Stewardship Awareness and Water Quality Protection Demonstration Projects
Onondaga County Soil & Water Conservation District
Basin Program Funds:
Based on the 1995 Needs Assessment conducted by the Onondaga County Soil and Water
Conservation District (SWCD) a set of priority needs, concerns, and problems within
the Chittenango basin were identified. Enhancing and expanding educational programs
and demonstration projects were identified as the areas that needed the most attention.
Under a 1995 Great Lakes Basin Program grant, the Onondaga County SWCD conducted
a Needs Assessment consisting of surveys and focus group meetings. The Needs Assessment
focused on three audiences: science teachers, planning board members, and farmers.

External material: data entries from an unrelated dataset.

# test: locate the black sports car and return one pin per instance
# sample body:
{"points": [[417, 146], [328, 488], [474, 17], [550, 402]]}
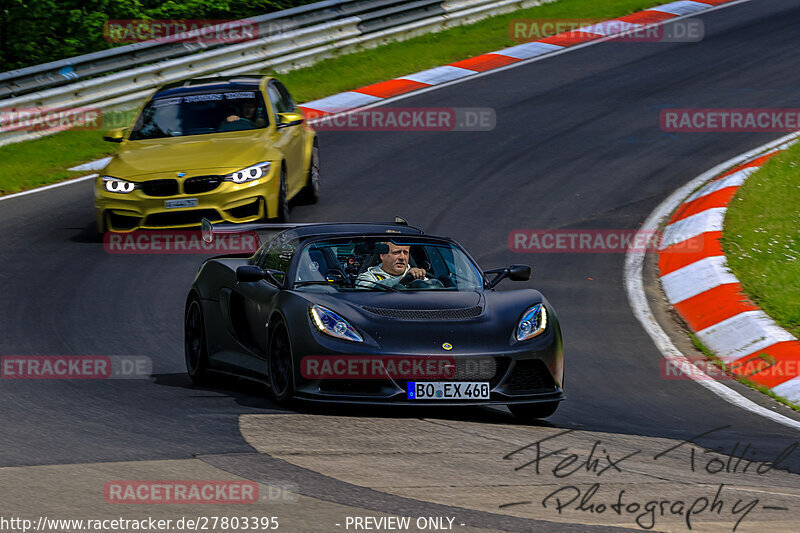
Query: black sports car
{"points": [[373, 313]]}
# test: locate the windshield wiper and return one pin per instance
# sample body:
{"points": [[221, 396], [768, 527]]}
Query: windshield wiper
{"points": [[327, 282], [315, 282], [377, 284]]}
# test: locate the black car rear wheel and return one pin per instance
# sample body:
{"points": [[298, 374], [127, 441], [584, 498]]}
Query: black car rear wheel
{"points": [[195, 343], [533, 410], [280, 365]]}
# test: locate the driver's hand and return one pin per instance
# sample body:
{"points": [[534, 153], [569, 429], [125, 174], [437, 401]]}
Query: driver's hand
{"points": [[417, 273]]}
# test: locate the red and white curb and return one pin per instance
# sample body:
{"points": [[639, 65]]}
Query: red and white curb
{"points": [[350, 100], [709, 298]]}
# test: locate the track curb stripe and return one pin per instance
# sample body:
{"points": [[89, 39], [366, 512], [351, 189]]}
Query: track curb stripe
{"points": [[708, 297]]}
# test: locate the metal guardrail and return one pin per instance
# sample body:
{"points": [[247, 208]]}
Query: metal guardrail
{"points": [[123, 76]]}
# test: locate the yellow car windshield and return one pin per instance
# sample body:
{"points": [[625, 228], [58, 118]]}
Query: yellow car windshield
{"points": [[198, 114]]}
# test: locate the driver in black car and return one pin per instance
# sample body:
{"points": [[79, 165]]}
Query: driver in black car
{"points": [[394, 267]]}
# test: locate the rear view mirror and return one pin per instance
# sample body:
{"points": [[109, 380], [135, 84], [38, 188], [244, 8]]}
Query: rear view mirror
{"points": [[249, 273], [519, 272], [513, 272], [289, 119]]}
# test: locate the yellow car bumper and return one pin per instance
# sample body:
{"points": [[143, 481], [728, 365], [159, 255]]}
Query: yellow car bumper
{"points": [[151, 207]]}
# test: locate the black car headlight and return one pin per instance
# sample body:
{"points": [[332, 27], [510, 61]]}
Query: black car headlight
{"points": [[117, 185], [250, 173], [328, 322], [532, 323]]}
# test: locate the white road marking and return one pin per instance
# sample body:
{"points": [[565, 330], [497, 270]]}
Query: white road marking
{"points": [[48, 187]]}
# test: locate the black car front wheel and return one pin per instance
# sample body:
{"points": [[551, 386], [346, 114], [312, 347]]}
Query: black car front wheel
{"points": [[533, 410], [195, 343], [280, 366]]}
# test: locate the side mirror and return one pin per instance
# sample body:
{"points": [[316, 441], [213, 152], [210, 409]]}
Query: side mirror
{"points": [[513, 272], [249, 273], [519, 272], [289, 119], [115, 135]]}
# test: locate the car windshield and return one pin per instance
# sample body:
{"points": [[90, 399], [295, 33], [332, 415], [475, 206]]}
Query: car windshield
{"points": [[378, 264], [197, 114]]}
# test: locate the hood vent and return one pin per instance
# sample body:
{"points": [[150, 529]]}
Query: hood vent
{"points": [[427, 314]]}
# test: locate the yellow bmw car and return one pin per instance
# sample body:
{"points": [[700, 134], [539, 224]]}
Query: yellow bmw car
{"points": [[226, 149]]}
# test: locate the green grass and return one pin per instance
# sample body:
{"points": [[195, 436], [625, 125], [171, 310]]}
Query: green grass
{"points": [[31, 164], [761, 238], [35, 163]]}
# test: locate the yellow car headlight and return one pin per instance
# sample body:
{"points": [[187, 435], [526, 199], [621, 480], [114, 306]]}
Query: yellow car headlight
{"points": [[250, 173], [120, 186]]}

This project has been developed out of the necessity to respond to the Needs Assessment
by providing educational programs and materials and implementing demonstration
projects. The goal of this project is to improve and protect the water quality
within the Chittenango basin watershed by providing a two-phase educational program:
stewardship awareness and water quality protection demonstration projects.

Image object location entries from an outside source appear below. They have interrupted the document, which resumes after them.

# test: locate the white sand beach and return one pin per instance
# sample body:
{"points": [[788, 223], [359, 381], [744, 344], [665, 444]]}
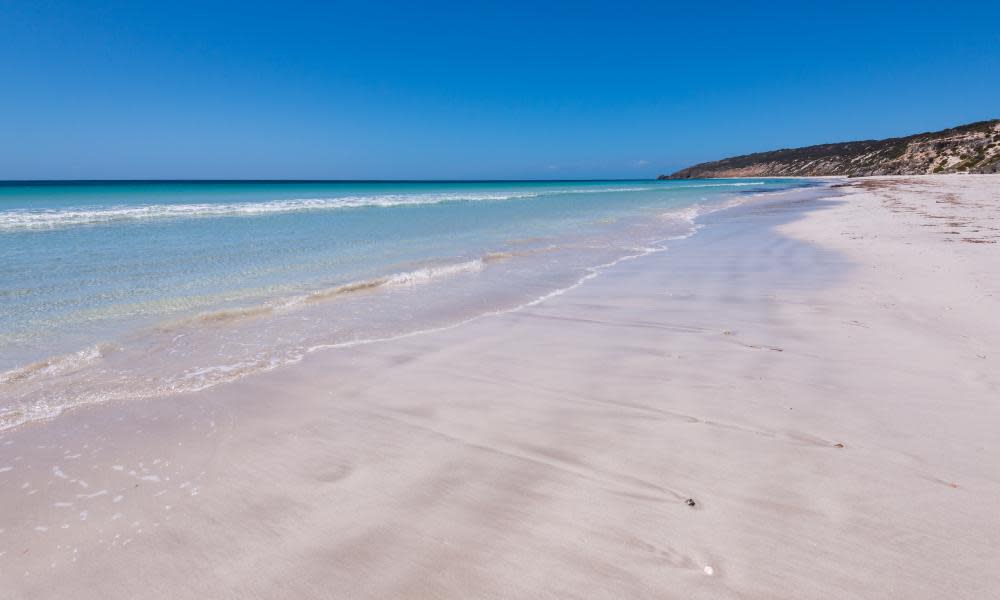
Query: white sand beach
{"points": [[820, 376]]}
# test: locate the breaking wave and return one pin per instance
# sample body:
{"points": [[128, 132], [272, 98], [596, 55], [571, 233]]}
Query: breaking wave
{"points": [[34, 219]]}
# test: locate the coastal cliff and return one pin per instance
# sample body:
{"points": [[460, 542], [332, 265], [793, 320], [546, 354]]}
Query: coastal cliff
{"points": [[972, 148]]}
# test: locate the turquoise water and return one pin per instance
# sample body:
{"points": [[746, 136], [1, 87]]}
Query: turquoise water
{"points": [[181, 285]]}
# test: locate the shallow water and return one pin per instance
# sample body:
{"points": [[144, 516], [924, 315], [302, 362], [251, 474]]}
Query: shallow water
{"points": [[118, 290]]}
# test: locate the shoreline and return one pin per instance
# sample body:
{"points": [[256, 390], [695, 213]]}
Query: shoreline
{"points": [[46, 387], [550, 452]]}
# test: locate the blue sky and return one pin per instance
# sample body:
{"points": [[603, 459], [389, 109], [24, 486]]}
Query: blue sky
{"points": [[380, 90]]}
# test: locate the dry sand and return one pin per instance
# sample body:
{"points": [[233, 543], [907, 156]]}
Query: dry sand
{"points": [[821, 376]]}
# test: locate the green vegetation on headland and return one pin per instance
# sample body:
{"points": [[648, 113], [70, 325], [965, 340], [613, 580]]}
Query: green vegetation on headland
{"points": [[972, 148]]}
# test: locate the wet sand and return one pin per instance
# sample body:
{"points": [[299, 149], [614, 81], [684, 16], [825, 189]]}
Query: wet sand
{"points": [[819, 375]]}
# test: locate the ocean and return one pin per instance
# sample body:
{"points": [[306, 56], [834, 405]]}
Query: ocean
{"points": [[119, 290]]}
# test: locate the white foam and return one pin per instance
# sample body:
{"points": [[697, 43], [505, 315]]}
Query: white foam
{"points": [[33, 219]]}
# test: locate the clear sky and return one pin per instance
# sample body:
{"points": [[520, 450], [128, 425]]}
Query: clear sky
{"points": [[176, 89]]}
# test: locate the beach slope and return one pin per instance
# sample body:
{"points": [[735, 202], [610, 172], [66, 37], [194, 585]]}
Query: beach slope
{"points": [[800, 401]]}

Phase I of this program focused on the development and dissemination of educational
materials on watersheds, nonpoint source pollution, agricultural best management
practices (BMPs), and erosion and sediment control techniques to teachers, planning
board members and the farming community. Phase II of this program consisted
of completing a streambank erosion inventory and implementing two demonstration
projects that illustrated and encouraged effective and efficient use of erosion
and sediment control measures.
The key tasks implemented by this grant focused on three audiences:
science teachers, planning boards, and farmers. The SWCD office has become a focal
point for educational materials on watersheds, nonpoint source pollution, BMPs,
and erosion and sedimentation control measures.
Information was disseminated to all three audiences as follows:
The SWCD compiled educational information and material relating to nonpoint
source pollution, soil erosion, water quality, and rural and urban BMPs into
a resource booklet and made it available to science teachers. An educational
watershed model was made available to teachers as well as planning boards and
community groups. The model was demonstrated at the Water Week Fair, and a presentation
on the model was given at a science teacher fair with 75 attending teachers.

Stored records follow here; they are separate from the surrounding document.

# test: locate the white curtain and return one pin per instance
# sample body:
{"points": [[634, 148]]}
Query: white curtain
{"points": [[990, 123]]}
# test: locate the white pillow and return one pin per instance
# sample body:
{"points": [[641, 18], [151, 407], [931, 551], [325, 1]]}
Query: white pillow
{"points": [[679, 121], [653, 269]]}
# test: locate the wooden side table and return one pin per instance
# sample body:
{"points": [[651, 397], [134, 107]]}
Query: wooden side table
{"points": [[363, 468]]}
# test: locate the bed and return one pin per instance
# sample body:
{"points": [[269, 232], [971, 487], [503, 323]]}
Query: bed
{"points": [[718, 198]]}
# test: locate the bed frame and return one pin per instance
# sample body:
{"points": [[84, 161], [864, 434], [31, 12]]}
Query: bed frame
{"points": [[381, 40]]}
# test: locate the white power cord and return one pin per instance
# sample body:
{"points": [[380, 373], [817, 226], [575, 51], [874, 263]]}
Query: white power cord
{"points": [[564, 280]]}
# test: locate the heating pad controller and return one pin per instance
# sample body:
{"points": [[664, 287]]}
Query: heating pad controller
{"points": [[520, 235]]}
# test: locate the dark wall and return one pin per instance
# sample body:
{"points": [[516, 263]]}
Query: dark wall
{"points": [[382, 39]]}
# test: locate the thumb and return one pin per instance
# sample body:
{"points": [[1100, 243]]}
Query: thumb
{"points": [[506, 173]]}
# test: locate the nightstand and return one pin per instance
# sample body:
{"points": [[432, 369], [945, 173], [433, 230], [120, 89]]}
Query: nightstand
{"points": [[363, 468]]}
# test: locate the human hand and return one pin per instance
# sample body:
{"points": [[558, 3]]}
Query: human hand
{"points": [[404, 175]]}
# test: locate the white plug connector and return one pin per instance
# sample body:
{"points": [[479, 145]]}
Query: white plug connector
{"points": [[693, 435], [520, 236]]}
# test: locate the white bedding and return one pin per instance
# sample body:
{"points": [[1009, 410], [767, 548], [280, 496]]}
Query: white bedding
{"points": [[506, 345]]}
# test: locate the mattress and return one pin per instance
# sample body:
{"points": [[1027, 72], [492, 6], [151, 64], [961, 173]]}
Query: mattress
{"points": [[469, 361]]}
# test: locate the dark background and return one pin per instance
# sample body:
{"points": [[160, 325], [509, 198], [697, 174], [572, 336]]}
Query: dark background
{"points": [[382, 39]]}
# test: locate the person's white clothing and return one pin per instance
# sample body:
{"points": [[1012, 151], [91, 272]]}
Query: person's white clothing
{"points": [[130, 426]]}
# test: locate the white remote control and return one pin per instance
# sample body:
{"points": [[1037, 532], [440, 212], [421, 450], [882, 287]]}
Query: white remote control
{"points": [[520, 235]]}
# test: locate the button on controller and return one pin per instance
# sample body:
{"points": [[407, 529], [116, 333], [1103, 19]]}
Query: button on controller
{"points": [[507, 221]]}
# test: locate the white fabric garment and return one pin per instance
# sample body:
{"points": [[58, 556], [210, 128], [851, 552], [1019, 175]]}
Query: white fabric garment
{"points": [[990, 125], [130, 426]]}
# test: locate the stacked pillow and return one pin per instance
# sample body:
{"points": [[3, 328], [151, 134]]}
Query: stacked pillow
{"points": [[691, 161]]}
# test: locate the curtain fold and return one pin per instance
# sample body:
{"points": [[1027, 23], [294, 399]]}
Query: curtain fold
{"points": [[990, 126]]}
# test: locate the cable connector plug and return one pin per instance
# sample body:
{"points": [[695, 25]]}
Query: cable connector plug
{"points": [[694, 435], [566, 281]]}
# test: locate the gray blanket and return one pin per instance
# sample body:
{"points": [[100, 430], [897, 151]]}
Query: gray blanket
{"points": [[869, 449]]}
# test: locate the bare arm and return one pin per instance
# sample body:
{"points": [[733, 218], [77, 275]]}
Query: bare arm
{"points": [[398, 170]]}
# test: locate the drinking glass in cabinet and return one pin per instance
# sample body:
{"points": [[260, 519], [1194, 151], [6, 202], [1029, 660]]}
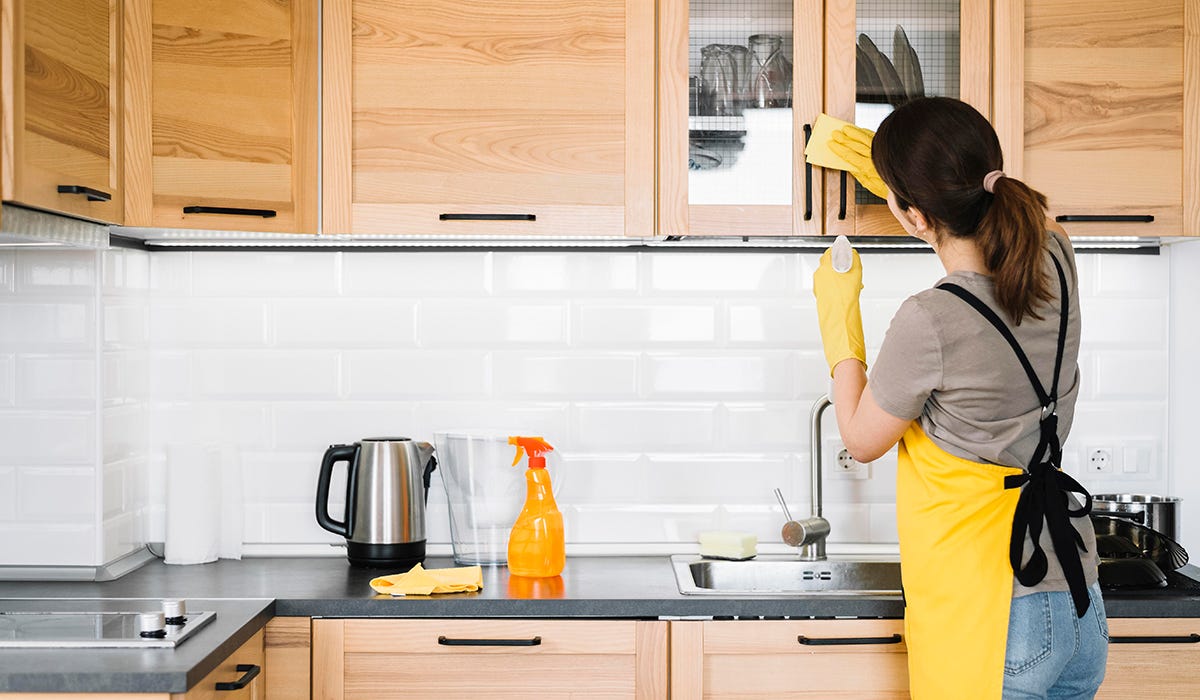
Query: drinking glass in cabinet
{"points": [[772, 85]]}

Fact sheets and pamphlets on water quality, nonpoint source pollution, soil
erosion and sedimentation were distributed. Copies of the New York State Guidelines
for Urban Erosion and Sediment Control were purchased and provided to local
planning boards. In addition, a workshop on soil erosion control and stormwater
management was held for planning board members.
Through newsletter and other material, information about water quality BMPs
was disseminated to area farmers. As a result of the Great Lakes Basin Program
project, the SWCD was able to secure a New York State Agricultural Nonpoint
Source Abatement & Control Grant of $64,000 to install a manure storage structure
on a high priority farm within the watershed.
The streambank stabilization demonstration project was also completed. First,
project personnel conducted a streambank erosion study and prioritized sites.
A severely eroded site on Butternut Creek in the town of Lafayette, New York
was chosen as a demonstration site. A combination of rock rip-rap and willow
mattressing was installed to stabilize a sharply curved eroded bank. The total
length of the stabilization was 134-feet, and the willows were used to secure
the bank to a height of 20-feet.
Many people were reached through workshops, newsletters and the science teacher
fair. Additionally, the streambank stabilization demonstration site will save
an estimated 9.24 tons of soil annually. This demonstration site will be promoted
through newsletter articles and conservation tours.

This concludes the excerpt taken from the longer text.